Fall Cleusix wie ein Krimi
Für Konstantin Bumann von der CSPO liest sich der Fall Cleusix wie ein Kriminalroman. «Man hätte ihn entlassen müssen. Doch aus finanzieller Sicht war es wohl das beste, sonst wäre das den Kanton teuer zu stehen gekommen». Cleusix war allein deshalb nicht entlassen worden, weil aufgrund der gesetzlichen Grundlage einer Entlassung die aufschiebende Wirkung zuteil geworden wäre. Der Fall hätte sich womöglich jahrelang dahingezogen. In all dieser Zeit hätte der Kanton für seinen Lohn aufkommen müssen, ohne dass Cleusix eine Gegenleistung hätte erbringen müssen. Kommt hinzu, dass eine Entlassung von Cleusix womöglich juristisch angefochten worden wäre – mit unklarem Ausgang. Aus diesen Gründen hatte der Staatsrat von einer Kündigung abgesehen und den fehlbaren ehemaligen Chef der Dienststelle für Bildung als Lehrer angestellt.

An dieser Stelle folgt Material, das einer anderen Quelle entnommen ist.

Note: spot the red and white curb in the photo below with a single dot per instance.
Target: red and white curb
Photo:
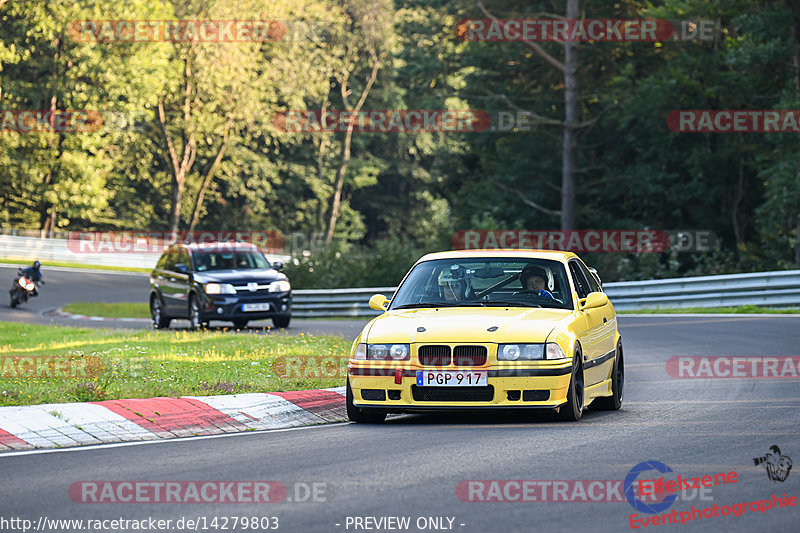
(75, 424)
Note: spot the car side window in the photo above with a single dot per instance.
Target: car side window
(581, 285)
(170, 259)
(593, 285)
(162, 262)
(183, 258)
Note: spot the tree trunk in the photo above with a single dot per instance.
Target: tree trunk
(570, 142)
(198, 205)
(796, 62)
(180, 166)
(337, 192)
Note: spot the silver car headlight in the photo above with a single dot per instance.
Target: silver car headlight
(554, 351)
(520, 352)
(388, 352)
(280, 286)
(219, 288)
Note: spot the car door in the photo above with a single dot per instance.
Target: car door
(591, 342)
(609, 327)
(182, 282)
(168, 282)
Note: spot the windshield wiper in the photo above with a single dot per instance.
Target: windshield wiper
(424, 305)
(427, 305)
(511, 303)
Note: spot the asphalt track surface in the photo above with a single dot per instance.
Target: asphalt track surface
(411, 465)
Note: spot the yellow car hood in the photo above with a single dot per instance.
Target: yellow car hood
(466, 325)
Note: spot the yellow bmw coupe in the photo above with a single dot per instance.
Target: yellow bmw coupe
(483, 329)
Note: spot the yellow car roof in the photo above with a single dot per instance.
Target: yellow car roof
(556, 255)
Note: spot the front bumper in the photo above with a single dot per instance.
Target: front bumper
(542, 386)
(229, 307)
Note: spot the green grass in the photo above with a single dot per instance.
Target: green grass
(45, 264)
(110, 310)
(46, 364)
(742, 309)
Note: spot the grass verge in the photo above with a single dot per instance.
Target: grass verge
(742, 309)
(46, 264)
(109, 310)
(46, 364)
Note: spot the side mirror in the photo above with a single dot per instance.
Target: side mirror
(594, 300)
(596, 275)
(378, 302)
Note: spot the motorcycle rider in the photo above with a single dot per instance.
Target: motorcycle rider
(33, 272)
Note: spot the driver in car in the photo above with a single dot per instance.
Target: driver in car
(453, 284)
(534, 280)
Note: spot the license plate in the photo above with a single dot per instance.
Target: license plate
(255, 307)
(452, 378)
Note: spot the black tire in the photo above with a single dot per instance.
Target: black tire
(195, 320)
(281, 321)
(614, 402)
(157, 314)
(360, 416)
(573, 409)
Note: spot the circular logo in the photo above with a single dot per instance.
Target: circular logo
(636, 503)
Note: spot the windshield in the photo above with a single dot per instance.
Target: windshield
(205, 261)
(490, 282)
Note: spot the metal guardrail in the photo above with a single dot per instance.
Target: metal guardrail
(766, 289)
(64, 251)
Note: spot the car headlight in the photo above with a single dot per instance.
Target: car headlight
(361, 351)
(514, 352)
(220, 288)
(554, 351)
(280, 286)
(388, 352)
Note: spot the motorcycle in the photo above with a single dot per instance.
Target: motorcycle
(22, 289)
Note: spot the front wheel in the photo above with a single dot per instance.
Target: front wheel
(157, 314)
(356, 414)
(282, 321)
(195, 321)
(614, 402)
(573, 409)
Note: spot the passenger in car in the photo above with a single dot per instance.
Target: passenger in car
(534, 279)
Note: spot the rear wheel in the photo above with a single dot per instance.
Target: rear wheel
(281, 321)
(157, 314)
(573, 409)
(356, 414)
(614, 402)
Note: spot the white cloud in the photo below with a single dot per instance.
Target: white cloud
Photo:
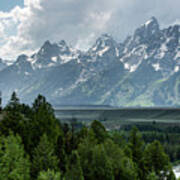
(23, 30)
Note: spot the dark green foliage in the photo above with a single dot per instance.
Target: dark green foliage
(99, 131)
(14, 164)
(45, 149)
(156, 160)
(74, 170)
(49, 175)
(44, 157)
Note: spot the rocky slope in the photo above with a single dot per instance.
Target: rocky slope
(144, 70)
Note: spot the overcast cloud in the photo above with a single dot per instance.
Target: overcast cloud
(79, 22)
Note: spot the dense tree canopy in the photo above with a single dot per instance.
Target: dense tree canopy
(35, 145)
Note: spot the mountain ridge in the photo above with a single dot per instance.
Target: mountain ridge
(136, 72)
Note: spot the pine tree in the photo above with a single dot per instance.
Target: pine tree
(13, 104)
(49, 175)
(44, 157)
(74, 170)
(14, 164)
(156, 160)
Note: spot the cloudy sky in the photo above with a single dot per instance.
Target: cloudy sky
(26, 24)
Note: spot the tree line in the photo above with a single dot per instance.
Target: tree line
(35, 145)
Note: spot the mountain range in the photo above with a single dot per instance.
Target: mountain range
(144, 70)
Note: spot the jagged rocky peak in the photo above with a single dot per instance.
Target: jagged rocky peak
(150, 28)
(104, 42)
(21, 59)
(47, 47)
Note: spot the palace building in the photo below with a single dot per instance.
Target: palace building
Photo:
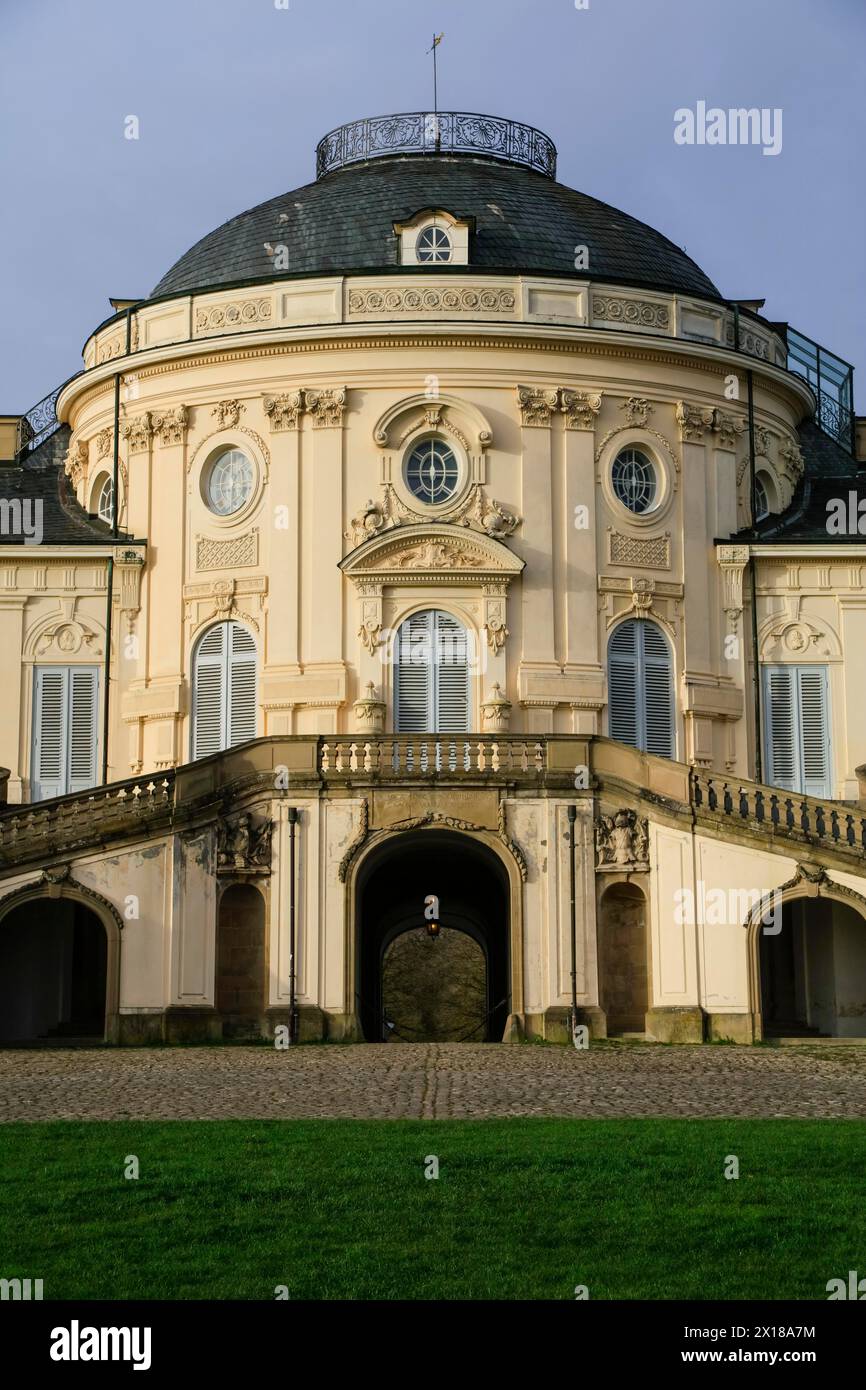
(435, 612)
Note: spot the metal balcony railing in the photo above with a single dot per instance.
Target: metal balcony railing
(428, 132)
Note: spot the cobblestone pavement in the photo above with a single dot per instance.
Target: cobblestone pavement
(430, 1082)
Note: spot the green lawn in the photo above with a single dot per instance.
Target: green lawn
(520, 1209)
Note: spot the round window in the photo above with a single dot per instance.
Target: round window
(433, 471)
(433, 245)
(634, 480)
(230, 483)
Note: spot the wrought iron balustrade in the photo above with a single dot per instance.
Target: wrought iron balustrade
(426, 132)
(829, 824)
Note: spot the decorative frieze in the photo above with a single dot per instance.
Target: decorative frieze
(227, 555)
(170, 426)
(284, 412)
(580, 407)
(694, 421)
(228, 413)
(537, 405)
(644, 552)
(77, 462)
(427, 300)
(238, 314)
(138, 432)
(327, 406)
(637, 410)
(622, 843)
(727, 427)
(640, 313)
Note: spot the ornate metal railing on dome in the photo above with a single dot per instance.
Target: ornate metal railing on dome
(38, 423)
(427, 132)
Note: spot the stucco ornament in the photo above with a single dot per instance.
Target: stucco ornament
(242, 847)
(622, 843)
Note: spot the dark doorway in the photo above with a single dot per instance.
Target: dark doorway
(624, 990)
(241, 961)
(414, 988)
(53, 972)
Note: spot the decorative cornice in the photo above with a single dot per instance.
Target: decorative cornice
(327, 406)
(537, 403)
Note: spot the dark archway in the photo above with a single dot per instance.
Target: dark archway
(623, 966)
(53, 972)
(473, 890)
(813, 970)
(241, 961)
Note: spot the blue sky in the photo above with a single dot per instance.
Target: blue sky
(232, 95)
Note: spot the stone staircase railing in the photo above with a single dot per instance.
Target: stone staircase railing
(84, 818)
(776, 812)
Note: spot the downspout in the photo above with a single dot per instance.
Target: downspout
(754, 585)
(292, 990)
(572, 819)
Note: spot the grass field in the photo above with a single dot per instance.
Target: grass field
(520, 1209)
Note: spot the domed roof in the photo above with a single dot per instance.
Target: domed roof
(523, 220)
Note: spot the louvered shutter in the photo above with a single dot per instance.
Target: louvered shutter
(82, 729)
(413, 674)
(658, 691)
(209, 695)
(813, 731)
(797, 729)
(780, 709)
(66, 741)
(241, 685)
(49, 733)
(623, 684)
(451, 676)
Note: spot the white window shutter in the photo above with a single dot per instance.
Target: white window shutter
(66, 741)
(49, 733)
(413, 674)
(82, 729)
(241, 685)
(658, 691)
(209, 694)
(780, 708)
(815, 733)
(451, 676)
(640, 688)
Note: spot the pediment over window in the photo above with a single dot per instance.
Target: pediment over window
(433, 552)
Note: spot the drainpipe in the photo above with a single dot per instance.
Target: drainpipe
(292, 993)
(107, 669)
(754, 584)
(572, 819)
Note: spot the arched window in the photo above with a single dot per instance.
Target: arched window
(103, 498)
(641, 688)
(224, 690)
(431, 690)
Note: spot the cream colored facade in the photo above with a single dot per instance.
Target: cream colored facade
(535, 385)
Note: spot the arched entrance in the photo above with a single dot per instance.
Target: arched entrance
(241, 961)
(409, 986)
(53, 972)
(623, 965)
(811, 975)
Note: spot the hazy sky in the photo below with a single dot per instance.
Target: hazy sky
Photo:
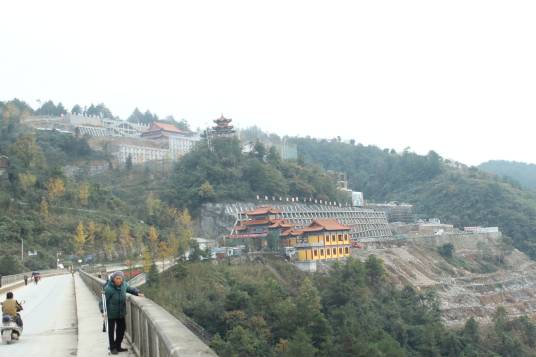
(458, 77)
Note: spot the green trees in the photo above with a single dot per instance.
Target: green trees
(223, 173)
(144, 118)
(446, 250)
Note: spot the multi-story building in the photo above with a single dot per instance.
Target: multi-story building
(396, 212)
(323, 239)
(140, 153)
(179, 142)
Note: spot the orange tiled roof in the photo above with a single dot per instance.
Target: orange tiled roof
(255, 222)
(327, 224)
(291, 232)
(276, 223)
(165, 127)
(263, 210)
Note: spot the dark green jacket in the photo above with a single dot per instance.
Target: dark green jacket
(116, 298)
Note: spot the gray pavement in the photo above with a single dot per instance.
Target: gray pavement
(61, 319)
(49, 317)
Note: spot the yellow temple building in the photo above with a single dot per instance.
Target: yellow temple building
(323, 239)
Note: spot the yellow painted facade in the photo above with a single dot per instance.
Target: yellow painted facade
(321, 246)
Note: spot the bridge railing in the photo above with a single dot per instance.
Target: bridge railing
(10, 279)
(152, 331)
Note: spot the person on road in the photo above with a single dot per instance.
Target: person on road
(115, 291)
(12, 307)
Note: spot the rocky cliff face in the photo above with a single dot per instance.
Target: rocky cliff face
(482, 275)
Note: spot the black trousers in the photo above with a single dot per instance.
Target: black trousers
(121, 325)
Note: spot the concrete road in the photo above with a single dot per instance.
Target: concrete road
(49, 315)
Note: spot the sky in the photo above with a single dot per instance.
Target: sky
(456, 77)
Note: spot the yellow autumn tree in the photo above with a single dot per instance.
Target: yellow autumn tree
(152, 204)
(109, 237)
(147, 260)
(185, 231)
(165, 251)
(125, 239)
(55, 188)
(83, 194)
(90, 239)
(152, 236)
(43, 209)
(27, 181)
(79, 239)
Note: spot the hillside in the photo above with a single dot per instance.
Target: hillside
(457, 194)
(519, 172)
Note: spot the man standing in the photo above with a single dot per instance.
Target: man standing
(116, 296)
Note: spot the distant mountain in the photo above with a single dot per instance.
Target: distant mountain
(521, 172)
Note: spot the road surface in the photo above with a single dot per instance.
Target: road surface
(49, 315)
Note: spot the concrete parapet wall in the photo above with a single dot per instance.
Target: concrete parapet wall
(460, 241)
(152, 331)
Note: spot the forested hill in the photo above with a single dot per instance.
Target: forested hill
(521, 172)
(464, 196)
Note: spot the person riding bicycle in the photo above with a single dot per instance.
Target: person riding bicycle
(12, 307)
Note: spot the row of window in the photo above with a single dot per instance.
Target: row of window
(329, 251)
(334, 237)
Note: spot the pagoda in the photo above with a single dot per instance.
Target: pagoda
(222, 128)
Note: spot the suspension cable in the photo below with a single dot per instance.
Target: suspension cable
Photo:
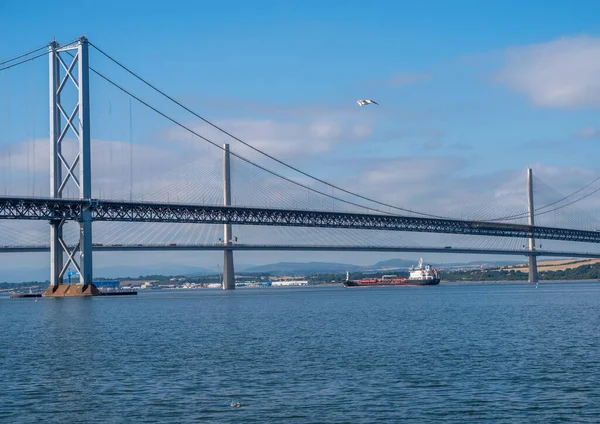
(539, 211)
(232, 153)
(24, 54)
(258, 150)
(12, 65)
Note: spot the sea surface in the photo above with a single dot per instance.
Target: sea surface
(455, 353)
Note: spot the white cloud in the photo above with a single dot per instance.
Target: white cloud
(588, 133)
(563, 73)
(282, 139)
(407, 79)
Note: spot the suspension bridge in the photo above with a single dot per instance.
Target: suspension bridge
(196, 202)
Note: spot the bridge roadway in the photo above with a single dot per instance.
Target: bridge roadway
(109, 210)
(273, 247)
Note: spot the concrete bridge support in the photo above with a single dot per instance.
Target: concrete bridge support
(533, 275)
(228, 272)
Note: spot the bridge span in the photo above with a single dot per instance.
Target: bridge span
(315, 248)
(109, 210)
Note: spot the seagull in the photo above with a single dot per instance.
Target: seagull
(366, 102)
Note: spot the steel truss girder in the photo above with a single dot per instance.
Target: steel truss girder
(101, 210)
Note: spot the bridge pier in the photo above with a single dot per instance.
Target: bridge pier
(228, 271)
(533, 275)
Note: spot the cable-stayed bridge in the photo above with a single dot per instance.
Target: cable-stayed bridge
(263, 196)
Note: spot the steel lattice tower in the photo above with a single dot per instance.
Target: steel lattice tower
(75, 70)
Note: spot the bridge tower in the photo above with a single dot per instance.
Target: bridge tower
(533, 276)
(228, 272)
(72, 62)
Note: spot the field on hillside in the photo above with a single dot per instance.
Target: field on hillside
(557, 265)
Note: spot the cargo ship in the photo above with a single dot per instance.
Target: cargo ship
(420, 275)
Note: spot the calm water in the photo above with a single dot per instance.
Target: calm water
(453, 353)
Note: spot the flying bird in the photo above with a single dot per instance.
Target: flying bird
(366, 102)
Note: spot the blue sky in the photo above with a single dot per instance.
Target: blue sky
(473, 91)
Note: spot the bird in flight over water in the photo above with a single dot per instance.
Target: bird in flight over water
(366, 102)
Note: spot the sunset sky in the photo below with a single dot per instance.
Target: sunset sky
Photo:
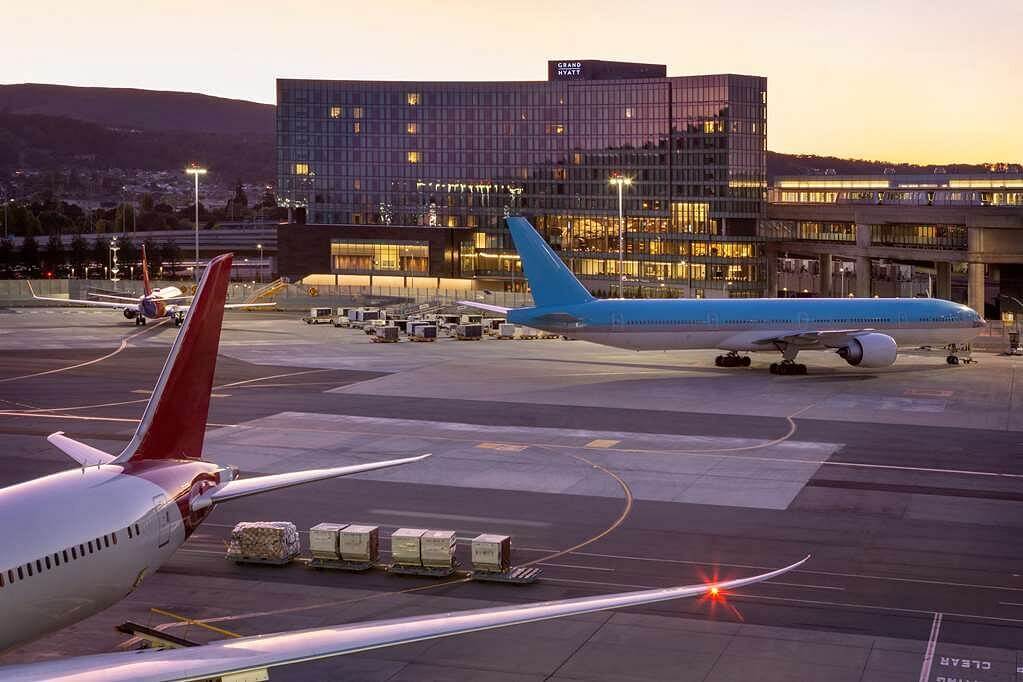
(933, 81)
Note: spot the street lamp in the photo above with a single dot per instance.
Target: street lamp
(621, 181)
(195, 171)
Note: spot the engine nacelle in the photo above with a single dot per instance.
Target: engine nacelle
(874, 350)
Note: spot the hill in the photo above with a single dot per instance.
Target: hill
(139, 109)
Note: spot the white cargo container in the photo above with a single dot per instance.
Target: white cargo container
(437, 548)
(491, 552)
(406, 546)
(323, 540)
(359, 543)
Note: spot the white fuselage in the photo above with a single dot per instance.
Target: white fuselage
(62, 529)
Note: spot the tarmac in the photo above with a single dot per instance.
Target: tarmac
(653, 468)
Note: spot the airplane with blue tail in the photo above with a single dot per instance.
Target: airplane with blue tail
(865, 332)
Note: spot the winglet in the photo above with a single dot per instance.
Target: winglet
(174, 422)
(549, 279)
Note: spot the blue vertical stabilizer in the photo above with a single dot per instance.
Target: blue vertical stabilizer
(550, 280)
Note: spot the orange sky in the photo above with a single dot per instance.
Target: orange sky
(932, 81)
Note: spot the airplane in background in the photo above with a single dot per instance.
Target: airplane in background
(79, 541)
(153, 304)
(864, 332)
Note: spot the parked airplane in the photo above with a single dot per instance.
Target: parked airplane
(79, 541)
(865, 332)
(153, 304)
(76, 542)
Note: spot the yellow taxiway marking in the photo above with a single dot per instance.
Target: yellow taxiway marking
(201, 624)
(502, 447)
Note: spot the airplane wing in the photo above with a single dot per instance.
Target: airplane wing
(485, 306)
(94, 304)
(815, 339)
(257, 654)
(245, 487)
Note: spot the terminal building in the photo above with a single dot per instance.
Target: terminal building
(950, 236)
(404, 182)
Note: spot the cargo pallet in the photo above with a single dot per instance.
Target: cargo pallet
(239, 558)
(517, 576)
(431, 572)
(340, 564)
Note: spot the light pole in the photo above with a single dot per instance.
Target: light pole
(621, 181)
(195, 171)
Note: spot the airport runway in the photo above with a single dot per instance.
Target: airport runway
(905, 485)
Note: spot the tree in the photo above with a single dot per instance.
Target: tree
(171, 255)
(53, 253)
(30, 253)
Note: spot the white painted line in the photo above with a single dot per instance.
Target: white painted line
(457, 517)
(572, 565)
(925, 670)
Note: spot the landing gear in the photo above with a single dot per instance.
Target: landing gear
(731, 360)
(959, 354)
(787, 367)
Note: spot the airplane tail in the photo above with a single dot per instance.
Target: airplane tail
(174, 422)
(550, 280)
(145, 274)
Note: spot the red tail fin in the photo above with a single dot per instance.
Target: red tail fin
(145, 274)
(174, 422)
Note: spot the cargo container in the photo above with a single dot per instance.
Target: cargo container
(359, 543)
(437, 549)
(469, 332)
(385, 334)
(264, 542)
(405, 546)
(319, 316)
(323, 540)
(491, 552)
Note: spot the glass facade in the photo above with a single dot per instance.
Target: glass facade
(468, 154)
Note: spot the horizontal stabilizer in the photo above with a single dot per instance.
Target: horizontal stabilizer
(84, 454)
(485, 306)
(246, 487)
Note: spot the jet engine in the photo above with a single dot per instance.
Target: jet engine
(874, 350)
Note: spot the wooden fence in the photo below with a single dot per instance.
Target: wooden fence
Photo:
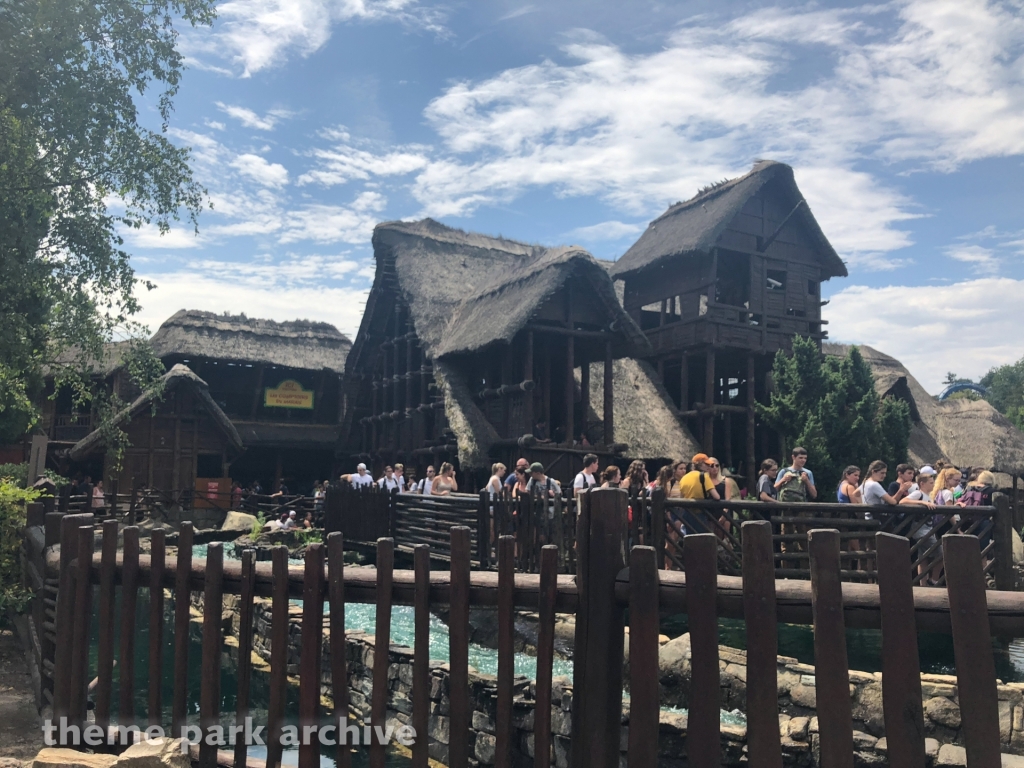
(604, 587)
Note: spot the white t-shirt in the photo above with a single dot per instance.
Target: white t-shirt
(388, 482)
(584, 480)
(872, 493)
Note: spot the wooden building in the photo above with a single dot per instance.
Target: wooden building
(176, 434)
(719, 284)
(278, 384)
(474, 349)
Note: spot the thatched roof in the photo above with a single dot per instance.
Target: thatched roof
(179, 376)
(970, 433)
(299, 344)
(693, 226)
(645, 417)
(466, 291)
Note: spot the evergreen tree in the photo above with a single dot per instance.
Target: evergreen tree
(829, 406)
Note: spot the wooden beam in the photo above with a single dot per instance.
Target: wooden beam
(609, 422)
(751, 459)
(709, 422)
(569, 390)
(558, 330)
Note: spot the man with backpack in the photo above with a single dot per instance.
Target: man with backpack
(796, 482)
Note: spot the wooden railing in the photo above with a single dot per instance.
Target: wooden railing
(599, 595)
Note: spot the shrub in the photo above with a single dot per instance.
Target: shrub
(13, 596)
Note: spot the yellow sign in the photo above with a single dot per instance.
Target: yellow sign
(288, 394)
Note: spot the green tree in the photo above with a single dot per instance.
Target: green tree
(78, 166)
(829, 406)
(1006, 390)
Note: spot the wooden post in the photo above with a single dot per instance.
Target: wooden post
(709, 416)
(569, 390)
(1004, 544)
(597, 678)
(684, 383)
(585, 397)
(609, 422)
(527, 375)
(751, 458)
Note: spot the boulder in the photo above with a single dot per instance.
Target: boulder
(160, 753)
(59, 757)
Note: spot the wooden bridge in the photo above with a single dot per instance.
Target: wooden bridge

Dem Staatsrat Instrumente geben
Für Sidney Kamerzin, Fraktionschef der CVPM, ist es an der Zeit, einen endgültigen Schlussstrich unter die Affäre Cleusix zu ziehen. Ins gleiche Horn bläst Philipp Matthias Bregy, Fraktionschef der CVPO: «Cleusix hat die Schule und den Staat erschüttert. Anstatt über die Schule, haben wir über den Dienstchef gesprochen. Der Staatsrat hatte leider nicht genug Werkzeuge in der Hand, um schneller zu handeln und solche Personen zu entlassen. Das Parlament muss der Regierung künftig solche Werkzeuge an die Hand geben». Diese Instrumente, wie sie Bregy genannt hat, sind in ihren Grundzügen von der Geschäftsprüfungskommission bereits vorgeschlagen. Insbesondere sollen künftig die Bestimmungen in Sachen Auflösung von Arbeitsverhältnissen und Disziplinarmassnahmen im öffentlichen Dienst vereinheitlicht werden. Zudem soll die automatische aufschiebende Wirkung von Kündigungen abgeschafft werden. Der Staatsrat wird diese Massnahmen auf ihre Umsetzbarkeit prüfen.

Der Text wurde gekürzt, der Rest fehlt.